Storm forces Philippine schools to shut day after reopening

A normally busy street is deserted in Ilagan City on August 23 as residents stayed indoors ahead of tropical storm Ma-on. PHOTO: AFP

MANILA (AFP) - Schools were ordered shut across the northern Philippines Tuesday (Aug 23) - a day after many resumed in-person learning for the first time since Covid-19 hit - as torrential rain and strong winds pounded the main island of the archipelago.  

Severe tropical storm Ma-on struck the north-east coast of Luzon around mid-morning, raking the largely agricultural region with gusts of up to 185kmh, the state weather service said.  

Two people were injured by falling trees in the mountainous province of Cagayan where intense rain caused the main river and its tributaries to swell overnight, provincial disaster official Ruelie Rasping said.  

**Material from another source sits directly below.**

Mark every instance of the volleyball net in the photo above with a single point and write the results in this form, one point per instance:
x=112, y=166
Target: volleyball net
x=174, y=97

“We’re currently being hit by strong winds and heavy rain. The Cagayan river is rising,” Rasping told AFP.  

The provincial capital Tuguegarao was drenched with 98mm of “torrential” rain over a three-hour period after the storm made landfall, an official at the state weather bureau told AFP.  

Ma-on was expected to sweep in a north-west direction across the country and head out over the South China Sea late Tuesday or early Wednesday.  

Some low-lying areas of the capital Manila were left in knee-deep floodwater, as the storm intensified the southwest monsoon.

President Ferdinand Marcos Jr suspended classes and work in government offices in the national capital region and surrounding provinces until Wednesday, his spokeswoman said.  

It followed similar orders issued by provinces in Ma-on’s path.  

The Philippines, ranked among the most vulnerable nations to the impacts of climate change, is hit by an average of 20 storms every year.  

Ma-on was the first significant one since April when tropical storm Megi unleashed landslides and flooding that killed more than 200 people mostly on the central island of Leyte.  

Ma-on struck a day after the Philippines reopened classrooms for face-to-face lessons, more than two years after the pandemic hit.